Eine schwere depressive Störung betrifft ungefähr drei Prozent der Kinder im Alter von sechs bis 12 Jahren und ungefähr sechs Prozent der Teenager im Alter von 13 bis 18 Jahren.

Die Gesprächstherapie wird als Erstbehandlung für junge Menschen mit Depressionen empfohlen. Tatsächlich hat die US-amerikanische Gesundheitsbehörde FDA (Food and Drug Administration) im Jahr 2004 eine Black-Box-Warnung vor dem Einsatz von Antidepressiva bei jungen Menschen bis zu 24 Jahren herausgegeben, da Bedenken hinsichtlich eines erhöhten Suizidrisikos bestehen.

Dennoch hat der Gebrauch von Antidepressiva bei jungen Menschen zwischen 2005 und 2012 langsam zugenommen. In den USA beispielsweise stieg der Anteil junger Menschen im Alter von null bis 19 Jahren, die Antidepressiva einnahmen, von 1,3 Prozent auf 1,6 Prozent und in Großbritannien von 0,7 Prozent Prozent bis 1,1 Prozent. Sertralin (Zoloft) ist das am häufigsten verschriebene Antidepressivum in den USA und Fluoxetin (Prozac) ist das häufigste in Großbritannien.

Für die Überprüfung durchgingen die Forscher eine Netzwerk-Metaanalyse aller veröffentlichten und unveröffentlichten randomisierten Studien, in denen die Wirkung von 14 Antidepressiva bei jungen Menschen mit schwerer Depression bis Ende Mai 2015 verglichen wurde.

Sie bewerteten diese Medikamente hinsichtlich Wirksamkeit (Veränderung der depressiven Symptome und Ansprechen auf die Behandlung), Verträglichkeit (Absetzen aufgrund unerwünschter Ereignisse), Akzeptanz (Absetzen aufgrund einer beliebigen Ursache) und damit verbundener schwerwiegender Schäden (dh Selbstmordgedanken und -versuche).

Eine Analyse von 34 Studien mit 5.260 Teilnehmern (Durchschnittsalter neun bis 18 Jahre) ergab, dass der Nutzen die Risiken hinsichtlich Wirksamkeit und Verträglichkeit nur für Fluoxetin überwog.

Nortriptylin (Pamelor) war weniger wirksam als sieben andere Antidepressiva und Placebo.
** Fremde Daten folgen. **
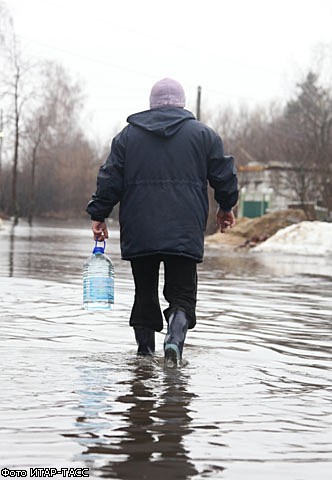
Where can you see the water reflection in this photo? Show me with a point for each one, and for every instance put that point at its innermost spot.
(253, 402)
(142, 432)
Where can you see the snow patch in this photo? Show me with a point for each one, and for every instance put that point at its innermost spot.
(304, 238)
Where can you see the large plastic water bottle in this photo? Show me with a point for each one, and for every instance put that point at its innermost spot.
(98, 281)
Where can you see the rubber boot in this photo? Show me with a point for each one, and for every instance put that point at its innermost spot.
(145, 340)
(175, 337)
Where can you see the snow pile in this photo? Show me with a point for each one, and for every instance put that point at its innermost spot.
(304, 238)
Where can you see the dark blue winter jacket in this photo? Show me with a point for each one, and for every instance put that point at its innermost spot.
(158, 169)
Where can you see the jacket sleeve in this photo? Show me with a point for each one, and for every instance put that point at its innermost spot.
(109, 181)
(222, 176)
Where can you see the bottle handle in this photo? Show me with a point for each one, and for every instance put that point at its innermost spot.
(96, 243)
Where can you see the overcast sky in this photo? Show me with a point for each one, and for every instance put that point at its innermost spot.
(239, 51)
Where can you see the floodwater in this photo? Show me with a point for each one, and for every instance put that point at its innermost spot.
(254, 400)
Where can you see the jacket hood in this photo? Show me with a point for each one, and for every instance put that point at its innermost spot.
(163, 122)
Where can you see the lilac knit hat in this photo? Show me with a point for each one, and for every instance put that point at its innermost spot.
(167, 92)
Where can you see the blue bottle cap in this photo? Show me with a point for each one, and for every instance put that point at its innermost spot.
(97, 250)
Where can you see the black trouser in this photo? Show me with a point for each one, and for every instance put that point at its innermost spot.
(180, 289)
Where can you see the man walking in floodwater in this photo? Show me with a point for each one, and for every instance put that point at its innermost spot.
(158, 169)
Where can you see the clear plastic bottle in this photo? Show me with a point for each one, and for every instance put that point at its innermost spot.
(98, 281)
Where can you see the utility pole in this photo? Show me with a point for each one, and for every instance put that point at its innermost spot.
(198, 103)
(1, 137)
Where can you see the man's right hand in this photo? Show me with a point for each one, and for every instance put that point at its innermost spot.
(100, 232)
(225, 220)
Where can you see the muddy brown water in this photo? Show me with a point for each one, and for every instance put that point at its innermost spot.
(254, 400)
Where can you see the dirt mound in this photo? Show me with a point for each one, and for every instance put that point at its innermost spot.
(251, 231)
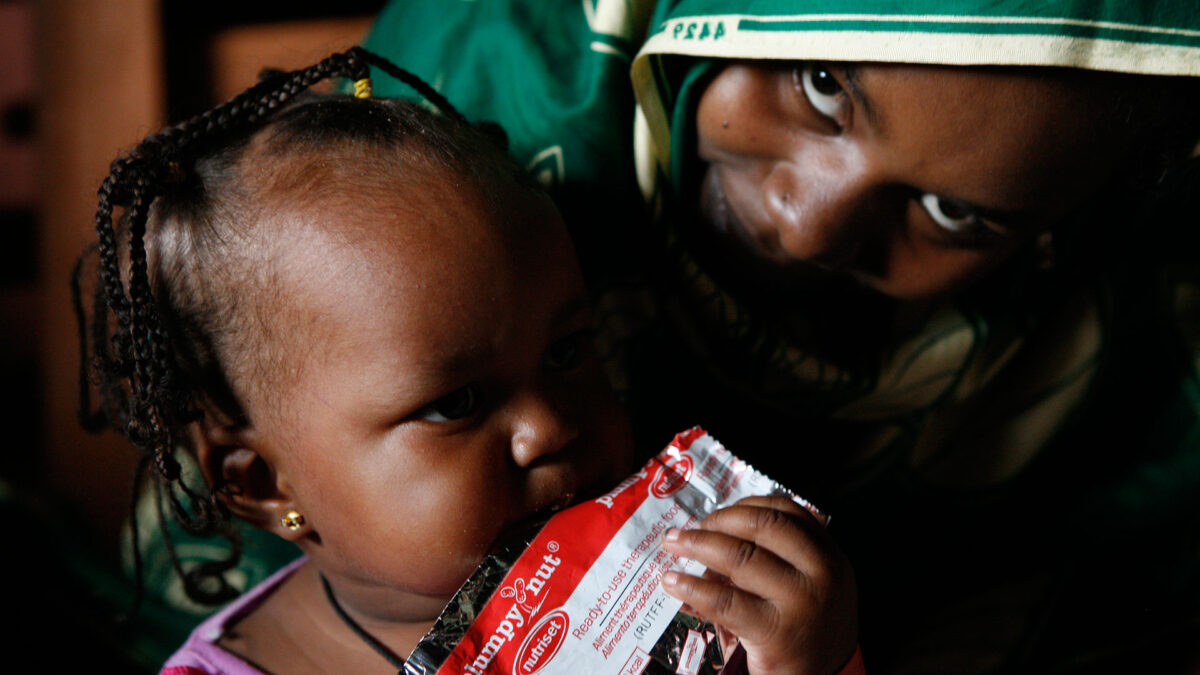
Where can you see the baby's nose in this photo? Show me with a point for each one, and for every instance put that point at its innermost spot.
(540, 428)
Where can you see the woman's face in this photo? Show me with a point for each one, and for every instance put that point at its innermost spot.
(912, 180)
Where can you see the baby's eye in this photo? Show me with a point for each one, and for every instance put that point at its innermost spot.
(456, 405)
(951, 215)
(822, 89)
(567, 353)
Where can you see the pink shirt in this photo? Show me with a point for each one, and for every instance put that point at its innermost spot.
(201, 655)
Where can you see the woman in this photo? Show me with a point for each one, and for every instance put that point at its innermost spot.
(934, 266)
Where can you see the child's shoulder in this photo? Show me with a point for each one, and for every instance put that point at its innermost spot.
(221, 644)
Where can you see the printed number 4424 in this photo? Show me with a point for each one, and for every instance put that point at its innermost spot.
(699, 30)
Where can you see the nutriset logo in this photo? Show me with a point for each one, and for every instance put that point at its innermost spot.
(543, 640)
(671, 476)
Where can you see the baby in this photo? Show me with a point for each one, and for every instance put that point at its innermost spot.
(371, 332)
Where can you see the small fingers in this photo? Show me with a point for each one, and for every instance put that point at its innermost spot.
(775, 524)
(745, 614)
(747, 563)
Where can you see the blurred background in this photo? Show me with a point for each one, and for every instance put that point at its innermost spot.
(82, 81)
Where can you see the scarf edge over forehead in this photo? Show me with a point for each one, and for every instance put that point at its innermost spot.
(1140, 37)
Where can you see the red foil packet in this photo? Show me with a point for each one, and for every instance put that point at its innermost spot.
(581, 592)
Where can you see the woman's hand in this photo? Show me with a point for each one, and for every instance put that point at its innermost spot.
(775, 580)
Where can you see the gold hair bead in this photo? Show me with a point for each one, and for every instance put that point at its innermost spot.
(293, 520)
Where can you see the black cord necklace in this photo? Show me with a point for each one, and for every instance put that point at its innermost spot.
(360, 631)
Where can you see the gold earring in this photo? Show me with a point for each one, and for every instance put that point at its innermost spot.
(293, 520)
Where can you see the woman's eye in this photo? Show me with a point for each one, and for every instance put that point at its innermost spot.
(821, 88)
(951, 215)
(567, 353)
(456, 405)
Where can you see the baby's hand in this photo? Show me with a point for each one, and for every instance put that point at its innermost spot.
(790, 597)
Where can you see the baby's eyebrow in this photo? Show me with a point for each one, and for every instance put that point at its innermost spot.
(856, 90)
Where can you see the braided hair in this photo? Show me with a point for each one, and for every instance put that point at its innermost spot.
(156, 348)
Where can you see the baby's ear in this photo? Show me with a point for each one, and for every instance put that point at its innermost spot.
(244, 479)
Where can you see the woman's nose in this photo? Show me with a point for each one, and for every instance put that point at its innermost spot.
(820, 211)
(540, 428)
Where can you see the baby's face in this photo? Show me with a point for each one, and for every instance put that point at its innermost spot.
(441, 382)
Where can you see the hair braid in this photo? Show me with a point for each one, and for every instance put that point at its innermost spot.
(131, 359)
(151, 374)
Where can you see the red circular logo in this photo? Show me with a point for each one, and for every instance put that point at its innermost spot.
(671, 477)
(541, 644)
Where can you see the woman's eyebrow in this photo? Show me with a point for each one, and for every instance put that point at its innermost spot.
(855, 88)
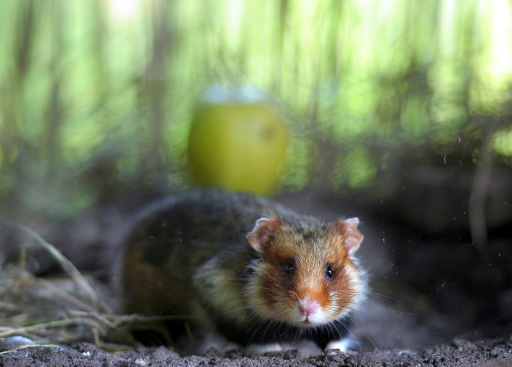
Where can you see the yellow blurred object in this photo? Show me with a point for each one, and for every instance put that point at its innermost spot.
(237, 144)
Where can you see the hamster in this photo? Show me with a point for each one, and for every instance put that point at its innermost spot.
(245, 267)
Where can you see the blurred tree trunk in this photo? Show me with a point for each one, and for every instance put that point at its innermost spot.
(54, 120)
(155, 80)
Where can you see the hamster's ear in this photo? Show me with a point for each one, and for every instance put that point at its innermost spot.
(264, 232)
(352, 238)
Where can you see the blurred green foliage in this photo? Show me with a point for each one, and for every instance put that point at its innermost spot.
(97, 96)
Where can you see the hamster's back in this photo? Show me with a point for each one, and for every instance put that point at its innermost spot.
(170, 239)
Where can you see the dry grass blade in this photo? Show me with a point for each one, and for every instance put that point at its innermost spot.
(66, 265)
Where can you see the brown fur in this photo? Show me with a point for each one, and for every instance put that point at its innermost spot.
(236, 262)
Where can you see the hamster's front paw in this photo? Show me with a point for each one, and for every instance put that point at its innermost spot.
(345, 345)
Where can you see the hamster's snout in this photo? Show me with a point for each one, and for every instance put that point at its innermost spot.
(308, 307)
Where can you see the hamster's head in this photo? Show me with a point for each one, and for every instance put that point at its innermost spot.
(306, 274)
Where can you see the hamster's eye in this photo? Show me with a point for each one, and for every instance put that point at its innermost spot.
(329, 272)
(289, 267)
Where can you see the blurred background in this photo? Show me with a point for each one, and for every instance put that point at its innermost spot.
(398, 109)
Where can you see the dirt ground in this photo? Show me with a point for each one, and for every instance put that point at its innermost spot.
(491, 353)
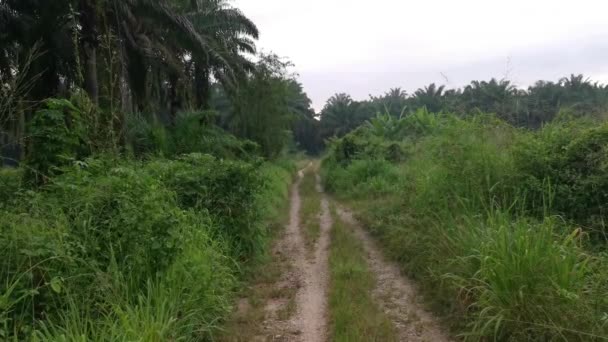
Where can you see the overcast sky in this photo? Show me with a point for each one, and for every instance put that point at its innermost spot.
(364, 47)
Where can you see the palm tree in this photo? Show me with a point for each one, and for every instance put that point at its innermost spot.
(430, 97)
(339, 116)
(233, 33)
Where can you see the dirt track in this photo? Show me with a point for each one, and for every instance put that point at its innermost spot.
(307, 279)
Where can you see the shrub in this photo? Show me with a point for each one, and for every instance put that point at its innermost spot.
(475, 220)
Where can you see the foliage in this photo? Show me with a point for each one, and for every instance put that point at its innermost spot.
(473, 213)
(113, 249)
(540, 104)
(57, 135)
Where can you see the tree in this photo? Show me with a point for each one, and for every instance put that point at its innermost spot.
(430, 97)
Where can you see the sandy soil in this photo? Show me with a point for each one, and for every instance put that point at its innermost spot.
(396, 294)
(308, 275)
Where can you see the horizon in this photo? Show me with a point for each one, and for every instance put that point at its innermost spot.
(372, 49)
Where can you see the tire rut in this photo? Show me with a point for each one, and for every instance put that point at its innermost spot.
(394, 293)
(308, 276)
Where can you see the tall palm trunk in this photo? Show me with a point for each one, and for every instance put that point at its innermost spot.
(88, 22)
(202, 88)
Imipramin (Tofranil), Venlafaxin (Effexor) und Duloxetin (Cymbalta) hatten das schlechteste Verträglichkeitsprofil, was zu signifikant mehr Abbrüchen als Placebo führte. Venlafaxin (Effexor) war im Vergleich zu Placebo und fünf anderen Antidepressiva mit einem erhöhten Risiko für Selbstmordgedanken oder Selbstmordversuche verbunden.
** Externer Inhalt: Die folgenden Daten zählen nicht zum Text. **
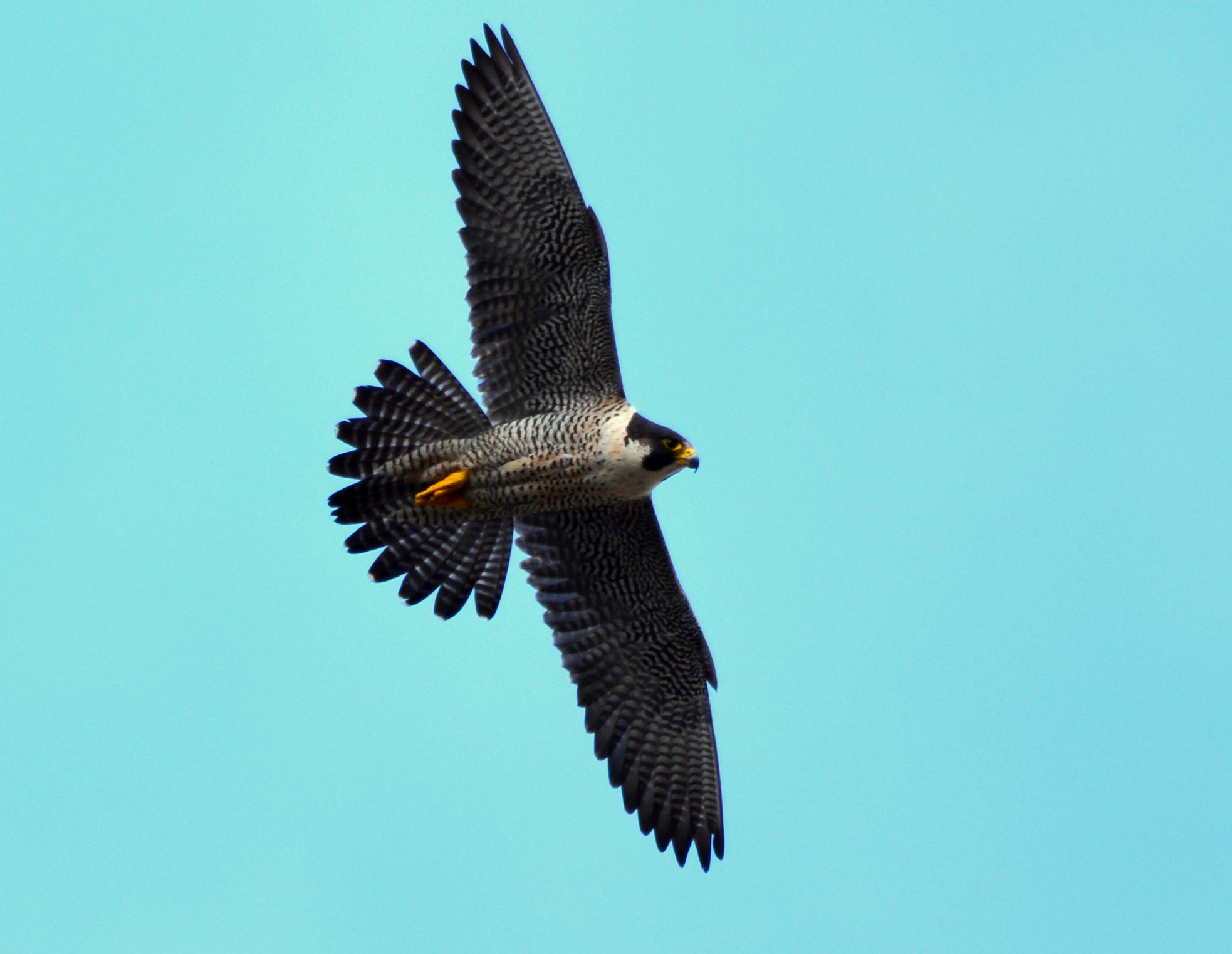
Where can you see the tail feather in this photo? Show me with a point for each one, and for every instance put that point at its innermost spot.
(492, 579)
(455, 558)
(432, 367)
(429, 572)
(471, 555)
Die Forscher warnen davor, dass es aufgrund des Mangels an verlässlichen Daten nicht möglich war, das Suizidrisiko für alle Medikamente umfassend zu bewerten.

„Das Gleichgewicht zwischen Risiken und Nutzen von Antidepressiva zur Behandlung schwerer Depressionen scheint bei Kindern und Jugendlichen keinen klaren Vorteil zu bieten, wahrscheinlich nur mit Ausnahme von Fluoxetin. Wir empfehlen, dass Kinder und Jugendliche, die Antidepressiva einnehmen, unabhängig vom gewählten Antidepressivum, insbesondere zu Beginn der Behandlung, engmaschig überwacht werden “, sagte Co-Autor Dr. Peng Xie vom ersten angegliederten Krankenhaus der Chongqing Medical University, Chongqing, China.

Dr. Jon Jureidini von der Universität von Adelaide in Australien schreibt in einem verknüpften Kommentar, wie viele weitere Suizidereignisse möglicherweise aufgedeckt worden wären, wenn einzelne Patientendaten verfügbar gewesen wären.

„[Zum Beispiel] wurden in vier Studien mit Paroxetin im Vergleich zu Placebo nur 13 (3 Prozent) von 413 Ereignissen in der Paroxetin-Gruppe gemeldet. Dies erscheint unplausibel, wenn bei einer erneuten Analyse der Daten auf Patientenebene von nur einer dieser Studien zehn Ereignisse bei nur 93 Patienten mit Paroxetin (10,8 Prozent) festgestellt wurden “, sagte Jureidini.

„Die Fehlberichterstattung hat zur Folge, dass Antidepressiva, möglicherweise einschließlich Fluoxetin, wahrscheinlich gefährlicher und weniger wirksam sind als bisher angenommen. Daher gibt es wenig Grund zu der Annahme, dass Antidepressiva für junge Menschen besser sind als nichts…

"Patienten, die an randomisierten kontrollierten Studien teilnehmen, haben das Recht zu erwarten, dass die von ihnen generierten Daten den größtmöglichen Nutzen bringen."